Electrolyte design for Li-conductive solid-electrolyte interphase enabling benchmark performance for all-solid-state lithium-metal batteries

Sulfide-based solid-state electrolytes (SSEs) with high Li⁺ conductivity (σ_Li+) and trifling grain boundaries have great potential for all-solid-state lithium-metal batteries (ASSLMBs). Nonetheless, the in-situ development of mixed ionic-electronic conducting solid-electrolyte interphase (SEI) at sulfide electrolyte/Li-metal anode interface induces uneven Li electrodeposition, which causes Li-dendrites and void formation, significantly severely deteriorating ASSLMBs.
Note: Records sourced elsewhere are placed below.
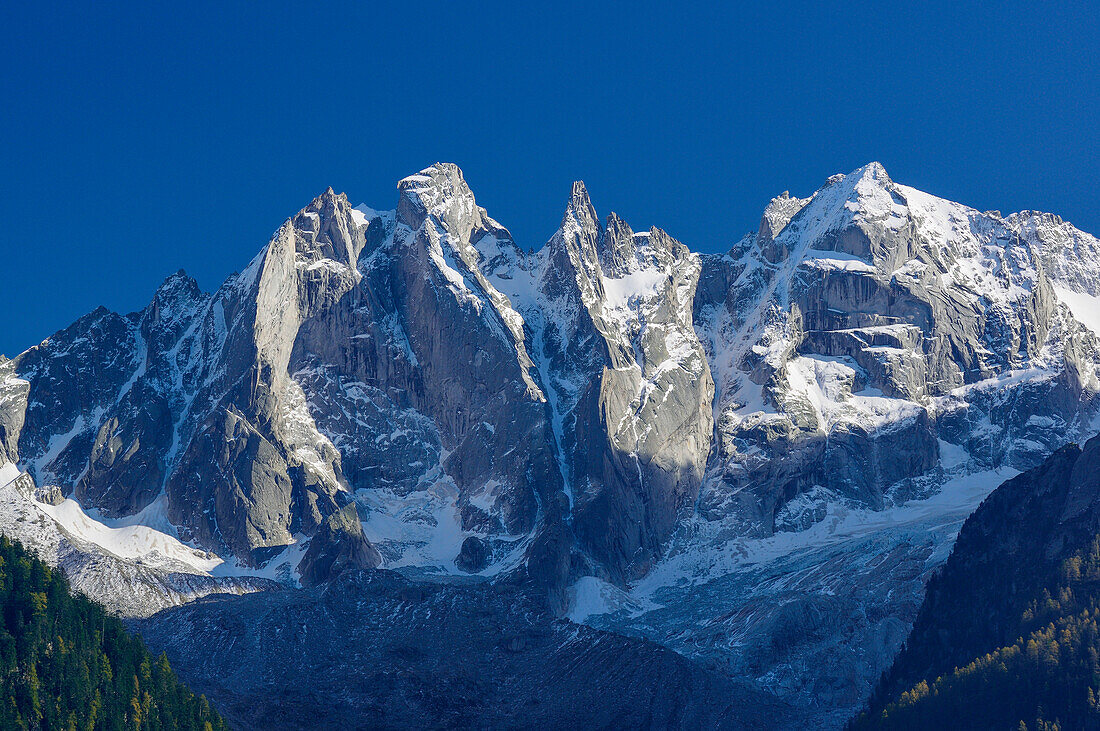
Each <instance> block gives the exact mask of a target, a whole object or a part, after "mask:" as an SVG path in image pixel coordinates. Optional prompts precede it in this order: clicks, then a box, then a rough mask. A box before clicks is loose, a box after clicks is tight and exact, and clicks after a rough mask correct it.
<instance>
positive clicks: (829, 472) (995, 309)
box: [696, 163, 1100, 534]
mask: <svg viewBox="0 0 1100 731" xmlns="http://www.w3.org/2000/svg"><path fill="white" fill-rule="evenodd" d="M1048 222H1053V221H1048ZM1059 226H1060V228H1059V229H1058V231H1057V234H1058V235H1059V236H1064V237H1070V239H1073V236H1071V235H1070V234H1069V233H1068V232H1067V231H1063V230H1062V229H1064V228H1067V226H1065V224H1060V222H1059ZM1068 229H1071V226H1068ZM1073 232H1075V233H1074V235H1076V236H1077V241H1080V242H1081V243H1080V244H1078V245H1070V244H1062V243H1055V240H1056V236H1055V235H1054V233H1052V230H1051V229H1049V228H1048V226H1046V228H1044V225H1043V221H1038V222H1035V221H1032V223H1030V224H1025V223H1024V219H1023V218H1022V217H1020V215H1018V217H1011V218H1010V219H1002V218H1001V217H1000V215H999V214H997V213H979V212H978V211H976V210H974V209H969V208H967V207H965V206H960V204H957V203H952V202H949V201H945V200H942V199H938V198H934V197H932V196H928V195H926V193H923V192H920V191H917V190H914V189H912V188H908V187H905V186H900V185H898V184H895V182H893V181H892V180H891V179H890V178H889V176H888V175H887V173H886V170H884V169H882V167H881V166H880V165H878V164H877V163H872V164H871V165H868V166H865V167H862V168H860V169H858V170H856V171H854V173H851V174H850V175H847V176H834V177H833V178H829V180H828V182H827V184H826V185H825V186H824V187H823V188H822V189H821V190H818V191H817V192H815V193H814V196H812V197H811V198H809V199H794V198H790V197H781V198H777V199H775V200H773V201H772V202H771V204H770V206H769V207H768V209H767V210H766V212H764V217H763V220H762V221H761V224H760V229H759V231H758V232H757V233H756V234H751V235H749V236H746V239H745V240H742V241H741V242H740V243H739V244H738V245H737V246H736V247H735V248H734V250H733V251H731V252H730V253H729V254H728V255H726V256H722V257H714V258H712V261H711V263H712V264H711V267H709V279H708V280H707V281H706V283H705V285H704V286H701V290H702V291H703V296H701V297H697V298H696V328H697V329H698V330H700V331H701V333H703V335H704V336H703V342H704V343H705V344H706V345H707V351H708V353H709V356H711V358H712V362H713V363H712V370H713V372H714V373H715V374H716V376H715V379H716V384H717V386H716V398H715V401H714V409H715V423H716V429H715V450H716V451H715V455H714V458H713V459H712V461H711V463H709V466H708V475H707V479H706V481H705V488H704V494H703V496H702V497H701V499H700V506H698V511H697V512H698V514H700V516H701V517H703V518H704V519H720V520H729V519H730V518H734V517H738V516H739V517H740V518H741V520H740V522H741V523H742V524H744V530H747V531H752V532H757V533H758V534H768V533H771V532H772V531H774V530H790V529H799V528H804V527H805V525H806V524H807V523H809V522H813V520H814V514H815V513H820V512H821V511H822V510H823V508H824V506H825V505H826V503H827V502H829V501H835V500H848V501H853V502H855V503H858V505H866V506H871V507H875V508H882V507H884V506H887V505H889V503H892V502H898V501H903V500H905V499H909V498H912V497H915V496H926V495H927V494H928V492H930V489H934V486H935V485H936V484H937V483H939V481H942V477H937V475H936V470H937V467H938V466H939V464H941V461H942V454H941V453H942V451H943V450H944V448H945V447H944V446H943V444H944V443H947V444H948V445H955V446H957V447H960V448H963V450H964V451H965V452H966V453H967V455H968V459H969V461H970V462H971V463H972V466H974V467H975V468H978V469H989V468H993V467H998V466H1000V465H1005V464H1007V465H1010V466H1013V467H1016V468H1025V467H1029V466H1032V465H1034V464H1036V463H1037V462H1038V461H1041V459H1042V458H1043V457H1044V456H1045V455H1046V454H1049V452H1051V451H1052V450H1054V448H1056V447H1057V445H1058V444H1060V443H1062V441H1063V440H1064V439H1065V436H1066V435H1067V434H1073V433H1082V430H1087V429H1089V425H1088V424H1089V420H1090V419H1091V417H1092V416H1093V413H1095V411H1096V403H1095V401H1093V398H1095V395H1096V392H1097V390H1098V387H1100V384H1098V379H1097V373H1098V372H1097V364H1098V362H1100V357H1098V352H1100V351H1098V344H1097V343H1098V341H1097V339H1096V334H1095V333H1093V332H1091V331H1090V330H1089V329H1088V326H1086V325H1085V324H1082V322H1081V321H1078V320H1077V319H1075V317H1074V314H1075V312H1074V311H1073V310H1071V309H1070V308H1067V307H1064V306H1062V303H1060V302H1059V299H1058V296H1057V293H1056V292H1057V291H1059V290H1062V291H1067V290H1069V289H1073V290H1075V291H1080V292H1081V295H1082V296H1096V295H1097V293H1100V283H1098V281H1097V278H1096V277H1095V276H1091V277H1088V276H1085V277H1082V276H1078V275H1076V274H1071V273H1073V272H1076V270H1085V272H1090V270H1091V272H1096V270H1097V268H1098V267H1100V255H1098V252H1100V250H1098V247H1097V245H1096V240H1095V239H1092V237H1091V236H1088V235H1087V234H1082V233H1080V232H1077V231H1076V230H1073ZM1057 241H1059V242H1060V241H1063V240H1062V239H1057ZM798 496H804V498H803V499H802V500H793V498H795V497H798Z"/></svg>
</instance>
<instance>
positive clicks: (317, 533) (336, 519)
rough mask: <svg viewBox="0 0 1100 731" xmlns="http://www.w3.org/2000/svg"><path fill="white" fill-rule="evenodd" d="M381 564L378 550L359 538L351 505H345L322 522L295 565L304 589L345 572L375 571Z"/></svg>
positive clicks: (356, 523) (355, 520)
mask: <svg viewBox="0 0 1100 731" xmlns="http://www.w3.org/2000/svg"><path fill="white" fill-rule="evenodd" d="M381 563H382V556H381V555H379V554H378V551H377V550H376V549H375V547H374V546H373V545H371V543H370V541H367V540H366V538H365V536H364V535H363V524H362V523H361V522H360V521H359V514H357V513H356V512H355V506H354V505H351V503H349V505H346V506H344V507H343V508H341V509H340V510H338V511H335V512H334V513H332V514H331V516H329V517H328V518H326V519H324V522H323V523H321V528H320V530H319V531H317V534H316V535H313V538H311V539H310V540H309V549H308V550H307V551H306V554H305V555H304V556H303V557H301V562H300V563H299V564H298V574H299V575H300V576H301V583H303V585H304V586H316V585H318V584H322V583H324V582H329V580H332V579H333V578H334V577H335V576H338V575H339V574H341V573H343V572H345V571H362V569H364V568H375V567H377V565H378V564H381Z"/></svg>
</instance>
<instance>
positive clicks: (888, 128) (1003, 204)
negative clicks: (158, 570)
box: [0, 2, 1100, 355]
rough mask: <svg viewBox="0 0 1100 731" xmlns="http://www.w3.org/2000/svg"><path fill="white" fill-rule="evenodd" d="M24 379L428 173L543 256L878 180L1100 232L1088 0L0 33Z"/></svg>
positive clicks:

Herein, we propose a dual anionic, e.g., F and N, doping strategy to Li₇P₃S₁₁, tuning its composition in conjunction with the chemistry of SEI. Therefore, novel Li_6.58P_2.76N_0.03S_10.12F_0.05 glass-ceramic electrolyte (Li₇P₃S₁₁-5LiF-3Li₃N-gce) achieved superior ionic (4.33 mS·cm⁻¹) and lowest electronic conductivity of 4.33 × 10⁻¹⁰ S·cm⁻¹ and thus, offered superior critical current density of 0.90 mA·cm⁻² (2.5 times > Li₇P₃S₁₁) at room temperature (RT). Notably, Li//Li cell with Li_6.58P_2.76N_0.03S_10.12F_0.05-gce cycled stably over 1000 and 600 h at 0.2 and 0.3 mA·cm⁻² credited to robust and highly conductive SEI (in-situ) enriched with LiF and Li₃N species. Li₃N’s wettability renders SEI to be highly Li⁺ conductive, ensures an intimate interfacial contact, blocks reductive reactions, prevents Li-dendrites and facilitates fast Li⁺ kinetics. Consequently, LiNi_0.8Co_0.15Al_0.05O₂ (NCA)/Li_6.58P_2.76N_0.03S_10.12F_0.05-gce/Li cell exhibited an outstanding first reversible capacity of 200.8/240.1 mAh·g⁻¹ with 83.67% Coulombic efficiency, retained 85.11% of its original reversible capacity at 0.3 mA·cm⁻² over 165 cycles at RT.